Finding two gravestones for the same person – particularly a widowed person who marries again, or perhaps moves further west – is something not uncommon in genealogical research. A gravestone may be inscribed with both parties’ names with the death date of the living party left empty for when their time comes. However, even when that year is filled in, don’t necessarily think both people are under the same earth.
Years ago I took a trip to Allegany County in western New York where my great-grandmother was born. I found the gravestone of her father’s parents James Taggart Severance (1824–1913) and his wife Marion Botsford (1836–1893) at Riverside Cemetery in Belfast, New York. However years later I found that James also had a headstone at Burrton Cemetery in Burrton, Kansas.
This latter stone was near that of his son, my great-great-grandfather Willard Lorenzo Severance (1862–1947), and appropriately labeled “father.” I knew that James joined his son in Kansas, as all of James’s adult children and their families had moved there in the 1880s, and the father joined them after his wife died in 1893. However I was not certain which stone actually had James’s body underneath. His death certificate states he was buried in Burrton, so the New York cemetery simply filled in his year of death on his wife’s gravestone.
Another gravestone concerns three unmarried first cousins of my grandfather, all at Woodstock Cemetery in Woodstock, Connecticut. Alfred Thurston Child, Jr. (1904–1996), Eunice Adelia Child (1906–1994), and Louise Boynton Child (1915–1999), never lived in Woodstock, which was where their father was born and raised. Their parents had moved to Colorado where the elder two children were born, and then later Stamford, Connecticut, where Louise was born; the children spent most of their years in New Jersey, where Eunice died, while Alfred and Louise died in Florida and New York respectively. Their parents are buried near this stone, and I believe the siblings set this stone up for themselves, but they were never buried there – I’m not even sure where they are buried!
Also, some people may place their name beside their first spouse but get married again, remaining “alive” on their first grave and then buried beside their second spouse. I’ve seen examples of parents having all of their children named on their stone, with their birth and death dates, despite several children actually being buried elsewhere. Others may have a “memorial” stone in one cemetery and be buried in another. Still others, who might be cremated, may have their ashes deposited in two cemeteries. My colleague David Allen Lambert plans to have his ashes buried locally in Massachusetts as well as in Nova Scotia, beside a memorial gravestone he erected for his great-grandparents.
I believe the siblings set this stone up for themselves, but they were never buried there – I’m not even sure where they are buried!
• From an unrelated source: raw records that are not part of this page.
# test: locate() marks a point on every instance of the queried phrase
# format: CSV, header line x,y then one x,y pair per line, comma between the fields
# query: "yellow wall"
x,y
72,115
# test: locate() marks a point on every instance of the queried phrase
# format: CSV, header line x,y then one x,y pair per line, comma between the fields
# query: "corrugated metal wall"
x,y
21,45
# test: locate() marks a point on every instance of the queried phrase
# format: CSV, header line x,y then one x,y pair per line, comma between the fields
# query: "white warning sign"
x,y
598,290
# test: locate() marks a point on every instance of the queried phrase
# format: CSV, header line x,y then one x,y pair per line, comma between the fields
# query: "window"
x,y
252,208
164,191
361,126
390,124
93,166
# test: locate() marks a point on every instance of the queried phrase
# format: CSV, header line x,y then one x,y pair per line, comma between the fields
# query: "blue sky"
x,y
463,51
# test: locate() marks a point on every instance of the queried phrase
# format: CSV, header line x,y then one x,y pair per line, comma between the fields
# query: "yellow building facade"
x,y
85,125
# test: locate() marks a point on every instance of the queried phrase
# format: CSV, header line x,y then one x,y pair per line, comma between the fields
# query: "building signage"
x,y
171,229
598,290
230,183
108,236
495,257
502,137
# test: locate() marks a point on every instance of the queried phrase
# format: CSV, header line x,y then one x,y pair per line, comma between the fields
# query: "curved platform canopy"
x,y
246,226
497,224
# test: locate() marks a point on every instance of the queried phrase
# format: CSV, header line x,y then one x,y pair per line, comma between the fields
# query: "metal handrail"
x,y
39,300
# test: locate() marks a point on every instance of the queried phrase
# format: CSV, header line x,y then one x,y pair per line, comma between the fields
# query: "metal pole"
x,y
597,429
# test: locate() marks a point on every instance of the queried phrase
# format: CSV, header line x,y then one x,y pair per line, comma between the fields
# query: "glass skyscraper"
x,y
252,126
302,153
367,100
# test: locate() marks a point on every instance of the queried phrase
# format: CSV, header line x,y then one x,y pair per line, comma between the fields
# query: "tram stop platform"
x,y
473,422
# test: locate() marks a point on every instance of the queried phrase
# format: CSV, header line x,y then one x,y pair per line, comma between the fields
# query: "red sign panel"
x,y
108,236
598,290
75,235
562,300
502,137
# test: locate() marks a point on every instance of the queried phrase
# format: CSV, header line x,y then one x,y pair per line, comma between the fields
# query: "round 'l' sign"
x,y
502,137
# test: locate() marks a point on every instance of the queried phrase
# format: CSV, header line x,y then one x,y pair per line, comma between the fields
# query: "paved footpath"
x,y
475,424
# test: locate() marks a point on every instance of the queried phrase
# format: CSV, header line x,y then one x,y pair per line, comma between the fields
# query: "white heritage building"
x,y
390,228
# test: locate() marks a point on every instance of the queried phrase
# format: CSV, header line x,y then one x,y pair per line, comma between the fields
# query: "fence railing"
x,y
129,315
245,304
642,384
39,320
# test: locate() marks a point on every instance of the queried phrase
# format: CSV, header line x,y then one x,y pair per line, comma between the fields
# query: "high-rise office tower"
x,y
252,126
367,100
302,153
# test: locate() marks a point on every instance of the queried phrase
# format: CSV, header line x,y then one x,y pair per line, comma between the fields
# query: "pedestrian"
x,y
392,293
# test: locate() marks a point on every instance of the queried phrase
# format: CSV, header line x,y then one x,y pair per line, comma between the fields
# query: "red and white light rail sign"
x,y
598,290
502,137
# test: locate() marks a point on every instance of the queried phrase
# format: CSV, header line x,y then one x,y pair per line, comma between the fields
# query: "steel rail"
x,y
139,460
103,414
Another example of a twentieth-century gravestone I read about occurred in two cemeteries in nearby towns in Michigan. The deceased was relatively young, unmarried, and had divorced parents. While his obituary indicated burial in one cemetery, it’s likely his other parent also erected a gravestone at a cemetery with their own familial or personal connection.
There is always a reason someone has two gravestones, and that often has genealogical implications with later marriages, later residences, or competing family connections.